It’s a fact that the only constant is change. To say that this is true for the competitive world of franchising and business opportunities is an understatement. This Friday, new dining delights and expansion endeavors are what’s on the menu, served up with a side of standing strong for small businesses. Grab a cup of coffee and read on for the latest installment of Friday Franchising!
Restaurants Battle to Become Your Breakfast Bestie
Breakfast is the hottest time of the day thanks to the recent efforts of fast food giants. The competition is fierce as quick serve heavyweights vie to win coveted customer loyalty. Taco Bell has seen the vacancy in dollar menu offerings and introduced 10 breakfast items for $1 each on their new discount menu. Dunkin Donuts has worked on rounding out their menu with a wider variety of breakfast sandwiches and Starbucks is testing the waters for new delights. McDonald's has acknowledged the future will hold a “customer-designed” loyalty program with better rewards to utilize its large user base. These moves are supported by the facts of a recent study by AlixPartners that revealed 51% of U.S. adults surveyed said more chains should offer breakfast all day. What's more, 50% said that even chains that do not already have a breakfast platform should offer all-day breakfast.
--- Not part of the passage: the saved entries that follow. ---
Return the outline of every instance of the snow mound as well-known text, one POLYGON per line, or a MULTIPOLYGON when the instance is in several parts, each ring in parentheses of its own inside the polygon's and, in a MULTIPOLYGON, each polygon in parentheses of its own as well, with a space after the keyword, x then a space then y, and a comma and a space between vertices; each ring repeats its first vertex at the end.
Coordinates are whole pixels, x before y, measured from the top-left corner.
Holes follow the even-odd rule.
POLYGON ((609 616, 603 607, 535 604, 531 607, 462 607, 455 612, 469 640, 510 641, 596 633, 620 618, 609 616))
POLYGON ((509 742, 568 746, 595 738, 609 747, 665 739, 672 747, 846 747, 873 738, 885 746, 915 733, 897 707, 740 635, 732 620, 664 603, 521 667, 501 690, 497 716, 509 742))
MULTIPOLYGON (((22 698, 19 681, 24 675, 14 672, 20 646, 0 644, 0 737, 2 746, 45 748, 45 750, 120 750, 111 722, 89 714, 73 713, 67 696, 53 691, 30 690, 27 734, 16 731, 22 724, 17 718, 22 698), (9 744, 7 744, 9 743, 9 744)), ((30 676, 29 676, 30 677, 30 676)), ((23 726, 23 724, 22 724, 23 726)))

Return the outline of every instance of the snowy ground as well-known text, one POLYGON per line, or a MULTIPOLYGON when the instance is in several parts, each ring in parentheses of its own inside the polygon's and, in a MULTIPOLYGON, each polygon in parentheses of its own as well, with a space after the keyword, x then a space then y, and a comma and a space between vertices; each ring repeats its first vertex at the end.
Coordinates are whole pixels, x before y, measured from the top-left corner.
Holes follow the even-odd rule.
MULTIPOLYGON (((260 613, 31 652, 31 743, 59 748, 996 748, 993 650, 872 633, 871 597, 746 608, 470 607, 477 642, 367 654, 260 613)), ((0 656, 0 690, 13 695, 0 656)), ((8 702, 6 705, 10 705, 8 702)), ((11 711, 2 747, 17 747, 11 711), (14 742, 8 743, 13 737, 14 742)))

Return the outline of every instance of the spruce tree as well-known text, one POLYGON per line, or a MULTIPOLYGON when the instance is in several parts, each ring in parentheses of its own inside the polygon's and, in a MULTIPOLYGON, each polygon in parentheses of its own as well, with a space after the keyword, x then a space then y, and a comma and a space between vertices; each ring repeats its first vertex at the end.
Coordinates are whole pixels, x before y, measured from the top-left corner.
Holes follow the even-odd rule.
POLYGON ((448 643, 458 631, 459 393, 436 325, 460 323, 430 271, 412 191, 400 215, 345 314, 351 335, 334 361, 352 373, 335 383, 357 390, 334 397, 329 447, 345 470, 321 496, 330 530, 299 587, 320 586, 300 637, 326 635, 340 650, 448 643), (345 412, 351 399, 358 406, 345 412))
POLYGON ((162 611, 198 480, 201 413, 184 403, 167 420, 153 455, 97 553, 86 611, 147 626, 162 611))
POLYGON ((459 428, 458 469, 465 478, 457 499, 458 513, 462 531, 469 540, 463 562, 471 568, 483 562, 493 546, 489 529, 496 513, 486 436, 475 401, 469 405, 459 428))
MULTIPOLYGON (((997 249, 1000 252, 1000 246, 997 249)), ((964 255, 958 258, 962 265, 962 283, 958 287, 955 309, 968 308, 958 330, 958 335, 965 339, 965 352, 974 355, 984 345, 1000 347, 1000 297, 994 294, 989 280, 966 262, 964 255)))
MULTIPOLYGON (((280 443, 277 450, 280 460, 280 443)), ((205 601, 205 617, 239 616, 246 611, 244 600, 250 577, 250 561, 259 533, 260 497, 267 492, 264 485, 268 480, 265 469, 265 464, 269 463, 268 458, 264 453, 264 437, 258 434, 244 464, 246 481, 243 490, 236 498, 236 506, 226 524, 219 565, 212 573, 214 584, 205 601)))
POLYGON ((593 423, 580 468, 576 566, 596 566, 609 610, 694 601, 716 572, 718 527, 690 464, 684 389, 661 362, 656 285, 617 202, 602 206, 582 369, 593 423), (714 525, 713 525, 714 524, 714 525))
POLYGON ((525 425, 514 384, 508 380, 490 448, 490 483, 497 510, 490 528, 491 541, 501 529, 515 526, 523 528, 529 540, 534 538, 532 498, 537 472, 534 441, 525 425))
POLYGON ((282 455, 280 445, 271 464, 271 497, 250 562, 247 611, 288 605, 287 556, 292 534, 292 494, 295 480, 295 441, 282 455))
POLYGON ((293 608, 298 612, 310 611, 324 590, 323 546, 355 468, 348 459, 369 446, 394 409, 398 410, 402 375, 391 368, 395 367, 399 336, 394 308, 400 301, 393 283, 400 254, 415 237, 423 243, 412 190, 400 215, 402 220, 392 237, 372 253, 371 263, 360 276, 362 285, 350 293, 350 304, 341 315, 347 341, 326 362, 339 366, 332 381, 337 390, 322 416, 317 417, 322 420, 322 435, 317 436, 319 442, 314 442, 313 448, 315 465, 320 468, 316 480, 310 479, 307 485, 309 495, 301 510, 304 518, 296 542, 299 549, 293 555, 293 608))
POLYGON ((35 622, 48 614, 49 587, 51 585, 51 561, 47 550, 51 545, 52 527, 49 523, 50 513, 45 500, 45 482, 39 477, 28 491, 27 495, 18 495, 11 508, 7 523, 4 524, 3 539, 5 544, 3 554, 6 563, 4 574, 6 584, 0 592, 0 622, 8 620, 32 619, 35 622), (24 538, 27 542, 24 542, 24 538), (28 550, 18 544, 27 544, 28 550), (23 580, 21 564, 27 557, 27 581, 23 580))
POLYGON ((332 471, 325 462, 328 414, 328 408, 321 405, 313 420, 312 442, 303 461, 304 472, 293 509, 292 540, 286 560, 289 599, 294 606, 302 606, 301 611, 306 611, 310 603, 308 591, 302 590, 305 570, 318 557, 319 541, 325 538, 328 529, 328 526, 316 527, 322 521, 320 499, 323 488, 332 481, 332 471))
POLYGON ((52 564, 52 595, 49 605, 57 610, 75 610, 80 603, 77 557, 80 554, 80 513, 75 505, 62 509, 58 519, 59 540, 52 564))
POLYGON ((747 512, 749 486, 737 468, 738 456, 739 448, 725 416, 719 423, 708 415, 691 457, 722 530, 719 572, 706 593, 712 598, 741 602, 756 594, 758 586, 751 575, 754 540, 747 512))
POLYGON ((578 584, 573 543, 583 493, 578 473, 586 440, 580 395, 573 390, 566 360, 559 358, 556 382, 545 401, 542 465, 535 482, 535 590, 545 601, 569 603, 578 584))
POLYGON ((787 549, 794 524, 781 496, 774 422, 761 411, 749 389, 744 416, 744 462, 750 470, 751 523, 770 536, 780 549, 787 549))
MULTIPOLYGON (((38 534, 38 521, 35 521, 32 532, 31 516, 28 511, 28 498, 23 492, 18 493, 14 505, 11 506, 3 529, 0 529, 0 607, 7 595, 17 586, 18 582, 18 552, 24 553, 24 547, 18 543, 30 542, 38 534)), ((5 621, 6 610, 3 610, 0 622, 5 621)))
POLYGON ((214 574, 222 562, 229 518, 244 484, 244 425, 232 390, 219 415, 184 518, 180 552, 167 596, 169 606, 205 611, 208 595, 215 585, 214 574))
Wisconsin Stands Firm Against National Labor Relations Board
The NLRB’s decision to change 50 years of federal labor law and legal precedent hasn’t been welcomed with open arms. Wisconsin is the most recent state to assert itself against the unexpected move. Governor Scott Walker has signed Senate Bill 422, a new law that clarifies franchisee and franchisor employees are separate entities. So far, nearly a dozen states have stepped up against the federal government’s attempt to alter long-standing joint employer standard for all franchise small businesses. Acknowledging the needs of small business owners and the impact franchises have on state economy is a theme that will continue to be expressed on an individual basis by states.
SONIC Drive-In Finalizes Deal to Say Aloha to Hawaii
The nation’s largest drive-in restaurant chain is preparing for a new milestone as the franchise announced a development agreement through North Shore Provisions, LLC for Hawaii. This will be the brand’s 46th state and first offshore expansion. Seven SONIC Drive-Ins are planned in total, with Oahu set as the site for the premiere location. Bringing a taste of the mainland is what it’s all about for North Shore leader and Hawaii native, former NFL Baltimore Ravens defensive lineman Ma’ake Kemoeatu. Kemoeatu is excited to introduce this fast food favorite to his family home, continuing Sonic’s tradition with five consecutive years of positive same-store sales growth.
Taco Bell Sets Sights On China to Complete Fast Food Trifecta
Fast food behemoth, Yum! Brands has been making good in moving forward with their plan for continued growth in China. Yum already operates over 7,000 restaurants in China, composed mainly of KFC and Pizza Hut. The company has slated the first Taco Bell to arrive in China by the end of the year. A spinoff company, Yum China “a China company with Western roots,” has been made to ensure that the expansion in China will be a success. Launching Taco Bell is part of a wider initiative to make all three “global iconic brands,” according to CEO Greg Creed. Only time will tell if China gives a warm reception and embrace bargain burritos and tacos with a twist.
Growing Demand in Fast-Casual Channels Wild West Atmosphere
There may not be gold flowing in the traditional sense, but the rapid growth of of fast-casual chains has spurred a rise in lease rates. This is economics 101: increased demand results in higher prices for premium spots. The competition is fierce and many concepts seek out the same type of spots, 2,0000-3,500 sq. feet in urban areas and suburban strip malls. According to the most recent data from the market research firm NPD Group, the number of fast-casual units increased by 5 percent in the fall of 2015, to 19,043 locations, from 18,176 units a year earlier. The downside is that higher lease rates may prove problematic if sales decline. Chains are realizing they need to understand the capabilities of their concept and be open to target smaller populated markets and remain flexible in their store layouts.